Catching up on last summer’s (surprising plethora of) teen movies has offered an incredible variety of teen experiences. Coming of age can mean so many different things, from sexual awakening, to growing up, moving on, coming to terms with one’s reality, or in the case of The Way Way Back, finding that one person to care about and inspire you.

It was so nice in this film to see the solitude of adolescence. It is rare for teens in popular fiction not to have at least one close friend and confidante. Even outcasts usually travel in packs, with fellow geeks as support. But The Way Way Back‘s Duncan is alone. The isolation he feels is palpable as he and his mother accompany her boyfriend to his beach house, a summer vacation where Duncan is automatically an outcast, a new kid in a strange beach-side town with summer traditions that don’t include him. He is one kid against the excruciating reality of his mother’s horrible boyfriend, the strange community of beach-house regulars, the exclusion of the boyfriend’s more popular daughter.

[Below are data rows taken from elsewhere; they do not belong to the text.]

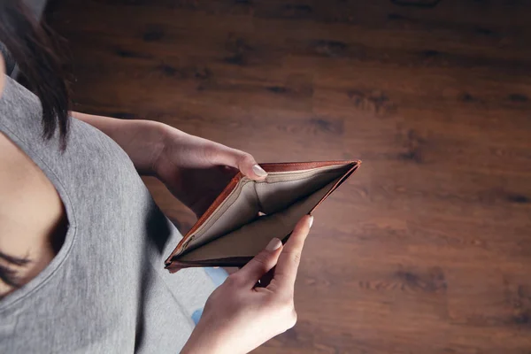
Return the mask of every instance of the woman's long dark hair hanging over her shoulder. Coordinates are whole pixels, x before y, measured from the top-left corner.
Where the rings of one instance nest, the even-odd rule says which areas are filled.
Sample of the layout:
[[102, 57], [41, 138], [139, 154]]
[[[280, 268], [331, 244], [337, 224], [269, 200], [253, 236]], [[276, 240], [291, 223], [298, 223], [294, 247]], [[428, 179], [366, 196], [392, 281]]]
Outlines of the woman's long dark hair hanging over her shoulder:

It’s a painful isolation, but it is beautiful, and speaks volumes about the adolescent experience, that enforced solitude that fills 14-year-old Duncan up, inside and out.
This film walks this painful line of tragic solitude, until Duncan meets an adult who is kind and cares, who gives him a job, and becomes his friend. His one friend, his ally against the painful realities of home. Or the beach house, which can never really feel like home.
And in this connection, The Way Way Back becomes the story of making that one friend, escaping to a secret life kept strategically apart from the life of painful isolation. It’s a story about how important it is to a teen to have that one person who seems to care more about you than themselves. One person against a whole world of weird, annoying, frustrating people, can make all the difference.
In this story, that person is an adult. It’s a subtle thing, for an adult ally to take on the role of friend, beyond mentor and wise elder. It’s a subtle difference for this subtle film, to recognize that friendships can extend across these boundaries of age. This film doesn’t patronize youth with the assertion that teens need adult guidance, but it does offer it as a steadfast advocate, an ally against the self-obsessed selfishness of the adult world.
The Way Way Back is a sad, soulful kind of film. But it’s also sweet and occasionally funny. The cast is fantastic, and while it’s definitely not just a light-hearted summer comedy, its portrait of a summer vacation, with all the warped rules and customs that come with time away from the real world, is priceless.